It is well known that the diversity of fatty acid chain lengths and degrees of unsaturation (number of double bonds) result in differential fragmentation efficiency which impacts quantitation of lipid molecular species. We worked with Avanti Polar Lipids to develop a broad range of internal standards to work with the Lipidyzer Platform that reflects the diversity of the lipid molecular species to normalize lipid quantitative data and their concentrations in human plasma biology. For the phosphatidylcholine (PC) class we labeled the sn1 position with a labeled palmitate, and then we took the sn2 position and changed the fatty acid from a short chain palmitoleic acid all the way to a long chain docosahexaenoic acid. These were mixed at percentages to reflect those found in biology. Standards for the other 12 lipids classes were created following a similar strategy.

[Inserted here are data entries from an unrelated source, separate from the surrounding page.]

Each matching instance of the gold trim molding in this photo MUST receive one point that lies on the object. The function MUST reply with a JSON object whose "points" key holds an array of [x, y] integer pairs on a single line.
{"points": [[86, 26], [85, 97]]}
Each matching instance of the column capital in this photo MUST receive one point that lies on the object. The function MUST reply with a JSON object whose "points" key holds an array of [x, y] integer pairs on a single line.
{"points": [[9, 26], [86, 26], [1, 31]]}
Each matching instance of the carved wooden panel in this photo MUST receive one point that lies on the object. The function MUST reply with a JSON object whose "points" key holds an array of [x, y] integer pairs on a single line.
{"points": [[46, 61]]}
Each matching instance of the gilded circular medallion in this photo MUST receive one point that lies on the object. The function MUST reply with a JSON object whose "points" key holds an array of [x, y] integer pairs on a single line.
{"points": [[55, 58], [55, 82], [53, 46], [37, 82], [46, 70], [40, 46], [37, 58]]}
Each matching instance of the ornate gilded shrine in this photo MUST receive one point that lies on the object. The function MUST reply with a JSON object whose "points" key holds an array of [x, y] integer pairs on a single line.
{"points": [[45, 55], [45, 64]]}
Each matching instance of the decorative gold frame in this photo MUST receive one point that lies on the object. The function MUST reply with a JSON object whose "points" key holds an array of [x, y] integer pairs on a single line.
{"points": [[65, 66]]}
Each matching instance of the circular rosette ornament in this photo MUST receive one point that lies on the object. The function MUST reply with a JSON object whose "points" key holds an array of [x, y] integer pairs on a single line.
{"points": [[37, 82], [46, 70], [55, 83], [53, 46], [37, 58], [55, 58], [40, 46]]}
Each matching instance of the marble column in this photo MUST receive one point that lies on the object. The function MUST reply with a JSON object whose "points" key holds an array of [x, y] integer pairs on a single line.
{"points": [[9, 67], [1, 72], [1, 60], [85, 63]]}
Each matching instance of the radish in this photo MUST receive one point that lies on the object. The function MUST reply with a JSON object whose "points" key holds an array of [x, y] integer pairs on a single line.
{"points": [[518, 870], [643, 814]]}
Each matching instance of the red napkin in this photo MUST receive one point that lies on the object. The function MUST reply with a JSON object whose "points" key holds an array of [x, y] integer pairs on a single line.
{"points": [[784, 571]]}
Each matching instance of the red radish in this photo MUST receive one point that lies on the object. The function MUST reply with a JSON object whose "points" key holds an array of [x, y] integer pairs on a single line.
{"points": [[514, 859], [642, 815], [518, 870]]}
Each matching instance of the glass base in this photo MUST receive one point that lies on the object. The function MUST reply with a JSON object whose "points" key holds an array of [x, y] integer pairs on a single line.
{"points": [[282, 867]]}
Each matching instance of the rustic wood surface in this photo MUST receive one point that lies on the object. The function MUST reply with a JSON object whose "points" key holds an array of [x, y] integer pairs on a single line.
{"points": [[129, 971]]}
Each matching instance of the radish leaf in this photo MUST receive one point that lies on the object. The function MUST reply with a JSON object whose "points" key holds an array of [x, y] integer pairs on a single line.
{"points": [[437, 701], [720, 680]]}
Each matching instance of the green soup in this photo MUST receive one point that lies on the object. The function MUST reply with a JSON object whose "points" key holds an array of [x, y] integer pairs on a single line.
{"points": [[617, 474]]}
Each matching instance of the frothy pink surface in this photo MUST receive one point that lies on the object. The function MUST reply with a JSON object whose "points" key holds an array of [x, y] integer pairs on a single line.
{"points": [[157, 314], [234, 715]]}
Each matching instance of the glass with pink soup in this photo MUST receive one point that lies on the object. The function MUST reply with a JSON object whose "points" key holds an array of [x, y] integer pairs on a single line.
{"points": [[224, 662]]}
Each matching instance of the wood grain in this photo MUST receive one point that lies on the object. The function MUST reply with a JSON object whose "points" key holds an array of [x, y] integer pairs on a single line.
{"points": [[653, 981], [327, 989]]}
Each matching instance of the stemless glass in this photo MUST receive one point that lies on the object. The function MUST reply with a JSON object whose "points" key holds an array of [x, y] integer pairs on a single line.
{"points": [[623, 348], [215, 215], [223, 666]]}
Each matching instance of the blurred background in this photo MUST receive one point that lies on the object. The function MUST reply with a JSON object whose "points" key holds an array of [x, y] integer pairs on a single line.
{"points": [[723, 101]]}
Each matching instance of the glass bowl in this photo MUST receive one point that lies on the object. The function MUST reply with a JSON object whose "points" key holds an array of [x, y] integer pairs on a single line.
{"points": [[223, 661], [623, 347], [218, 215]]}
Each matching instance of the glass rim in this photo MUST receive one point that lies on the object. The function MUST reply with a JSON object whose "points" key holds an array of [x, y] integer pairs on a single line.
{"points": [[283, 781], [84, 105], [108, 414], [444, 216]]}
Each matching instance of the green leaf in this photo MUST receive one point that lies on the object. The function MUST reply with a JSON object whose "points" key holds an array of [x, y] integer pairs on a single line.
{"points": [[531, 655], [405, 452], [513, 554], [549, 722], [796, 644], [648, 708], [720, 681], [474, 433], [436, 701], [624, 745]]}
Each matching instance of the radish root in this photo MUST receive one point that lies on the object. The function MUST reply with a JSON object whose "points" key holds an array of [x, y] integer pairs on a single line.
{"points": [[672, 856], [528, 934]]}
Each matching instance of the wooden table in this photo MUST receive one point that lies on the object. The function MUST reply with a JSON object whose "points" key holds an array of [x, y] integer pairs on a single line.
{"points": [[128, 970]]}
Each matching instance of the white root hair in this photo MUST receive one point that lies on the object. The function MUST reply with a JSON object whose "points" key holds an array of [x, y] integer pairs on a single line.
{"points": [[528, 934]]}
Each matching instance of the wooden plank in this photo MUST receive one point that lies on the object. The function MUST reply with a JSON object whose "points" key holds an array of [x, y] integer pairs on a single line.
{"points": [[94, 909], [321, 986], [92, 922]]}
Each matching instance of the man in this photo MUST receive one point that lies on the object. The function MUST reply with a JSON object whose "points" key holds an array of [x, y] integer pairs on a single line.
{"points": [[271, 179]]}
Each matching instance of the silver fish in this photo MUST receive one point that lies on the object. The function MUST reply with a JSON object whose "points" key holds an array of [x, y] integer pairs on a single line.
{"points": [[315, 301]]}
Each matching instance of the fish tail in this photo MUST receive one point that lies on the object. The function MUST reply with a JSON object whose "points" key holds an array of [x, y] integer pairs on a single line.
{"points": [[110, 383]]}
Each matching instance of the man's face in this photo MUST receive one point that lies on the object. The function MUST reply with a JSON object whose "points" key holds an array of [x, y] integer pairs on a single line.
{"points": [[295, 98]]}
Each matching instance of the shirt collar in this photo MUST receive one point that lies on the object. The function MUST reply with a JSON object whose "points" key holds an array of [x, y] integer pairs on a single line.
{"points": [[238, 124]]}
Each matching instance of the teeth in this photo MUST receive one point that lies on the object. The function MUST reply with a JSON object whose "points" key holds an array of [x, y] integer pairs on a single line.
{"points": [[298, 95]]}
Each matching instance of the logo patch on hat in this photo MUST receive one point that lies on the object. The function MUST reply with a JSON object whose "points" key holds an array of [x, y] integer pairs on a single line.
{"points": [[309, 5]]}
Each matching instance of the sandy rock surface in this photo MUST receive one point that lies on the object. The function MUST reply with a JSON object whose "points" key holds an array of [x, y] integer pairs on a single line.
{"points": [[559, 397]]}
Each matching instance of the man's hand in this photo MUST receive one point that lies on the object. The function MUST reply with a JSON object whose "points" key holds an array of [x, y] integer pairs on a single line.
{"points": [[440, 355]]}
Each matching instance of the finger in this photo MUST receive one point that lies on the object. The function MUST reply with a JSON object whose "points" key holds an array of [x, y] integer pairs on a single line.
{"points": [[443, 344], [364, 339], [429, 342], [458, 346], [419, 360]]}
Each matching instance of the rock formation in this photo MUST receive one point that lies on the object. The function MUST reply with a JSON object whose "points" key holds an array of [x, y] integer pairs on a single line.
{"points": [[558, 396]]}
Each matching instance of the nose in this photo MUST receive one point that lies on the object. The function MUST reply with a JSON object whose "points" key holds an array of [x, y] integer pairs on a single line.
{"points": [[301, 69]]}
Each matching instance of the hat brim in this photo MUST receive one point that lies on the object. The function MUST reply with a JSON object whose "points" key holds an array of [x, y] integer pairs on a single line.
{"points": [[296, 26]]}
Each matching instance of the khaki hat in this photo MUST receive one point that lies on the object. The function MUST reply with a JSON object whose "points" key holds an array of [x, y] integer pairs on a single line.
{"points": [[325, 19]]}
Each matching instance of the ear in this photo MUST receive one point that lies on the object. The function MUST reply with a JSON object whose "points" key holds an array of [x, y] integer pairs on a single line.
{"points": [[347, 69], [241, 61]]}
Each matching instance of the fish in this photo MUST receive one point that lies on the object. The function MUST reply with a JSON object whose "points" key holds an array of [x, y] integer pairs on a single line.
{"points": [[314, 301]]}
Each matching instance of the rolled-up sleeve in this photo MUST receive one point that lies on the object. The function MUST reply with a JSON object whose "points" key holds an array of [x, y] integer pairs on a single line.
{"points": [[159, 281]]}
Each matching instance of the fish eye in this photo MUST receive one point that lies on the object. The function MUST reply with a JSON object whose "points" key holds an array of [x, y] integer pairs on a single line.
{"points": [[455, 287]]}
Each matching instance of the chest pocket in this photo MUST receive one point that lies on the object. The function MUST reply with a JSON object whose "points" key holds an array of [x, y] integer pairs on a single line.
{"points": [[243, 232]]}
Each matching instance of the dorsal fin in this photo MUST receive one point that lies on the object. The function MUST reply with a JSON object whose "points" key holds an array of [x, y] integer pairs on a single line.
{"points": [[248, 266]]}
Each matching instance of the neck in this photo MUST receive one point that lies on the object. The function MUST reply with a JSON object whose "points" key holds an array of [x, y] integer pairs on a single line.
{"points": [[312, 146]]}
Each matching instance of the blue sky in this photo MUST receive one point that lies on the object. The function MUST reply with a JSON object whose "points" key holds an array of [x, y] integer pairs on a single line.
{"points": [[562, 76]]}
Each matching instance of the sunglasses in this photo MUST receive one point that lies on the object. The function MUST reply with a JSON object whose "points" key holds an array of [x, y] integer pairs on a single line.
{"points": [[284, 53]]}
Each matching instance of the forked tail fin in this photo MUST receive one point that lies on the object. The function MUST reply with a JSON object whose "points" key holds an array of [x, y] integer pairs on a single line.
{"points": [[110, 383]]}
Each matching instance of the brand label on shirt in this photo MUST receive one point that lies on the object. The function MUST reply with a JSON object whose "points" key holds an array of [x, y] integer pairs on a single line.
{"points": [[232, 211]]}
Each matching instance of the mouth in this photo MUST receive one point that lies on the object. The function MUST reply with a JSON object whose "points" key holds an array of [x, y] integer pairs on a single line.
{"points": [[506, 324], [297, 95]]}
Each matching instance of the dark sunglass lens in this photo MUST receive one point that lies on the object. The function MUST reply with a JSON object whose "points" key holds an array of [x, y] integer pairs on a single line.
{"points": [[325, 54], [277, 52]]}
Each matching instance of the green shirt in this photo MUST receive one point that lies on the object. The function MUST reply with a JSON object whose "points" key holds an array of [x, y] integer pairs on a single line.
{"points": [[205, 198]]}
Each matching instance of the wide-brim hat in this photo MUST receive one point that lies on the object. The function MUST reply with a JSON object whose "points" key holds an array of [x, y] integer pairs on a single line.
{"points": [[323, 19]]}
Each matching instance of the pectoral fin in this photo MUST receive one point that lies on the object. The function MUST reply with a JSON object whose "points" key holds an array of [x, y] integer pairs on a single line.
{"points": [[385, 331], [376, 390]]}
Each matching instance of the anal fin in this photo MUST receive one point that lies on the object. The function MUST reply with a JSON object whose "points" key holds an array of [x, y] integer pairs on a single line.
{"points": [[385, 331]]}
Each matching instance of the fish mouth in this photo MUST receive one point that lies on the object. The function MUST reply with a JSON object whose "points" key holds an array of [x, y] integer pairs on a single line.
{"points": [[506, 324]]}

The Lipidyzer internal standards were compared to the use of a single internal standard for their ability to accurately calibrate the concentration of total cholesteryl esters (CE) (on the left), and the fatty acid composition of cholesteryl esters expressed as a mole % fatty acid composition (on the right) in human serum. Twenty-five human serum samples with known total CE and CE fatty acid compositions were profiled using the Lipidyzer Platform. If you focus on the figure on the left, you can see the Lipidyzer Platform quantified total CE with less than 10% bias, compared to a 100% bias in the estimate made using a single internal standard. The results indicated that using a single internal standard greatly overestimated the concentration of CE, likely by overestimating the contribution of the major unsaturated fatty acids. The figure on the right shows the individual fatty acid profiles of CE (expressed as a mole % of total CE) when quantified using the Lipidyzer Platform and the single internal standard. The composition is clearly warped by the bias caused by using one internal standard, whereas using a mixture of internal standards provided an accurate fatty acid composition of CE.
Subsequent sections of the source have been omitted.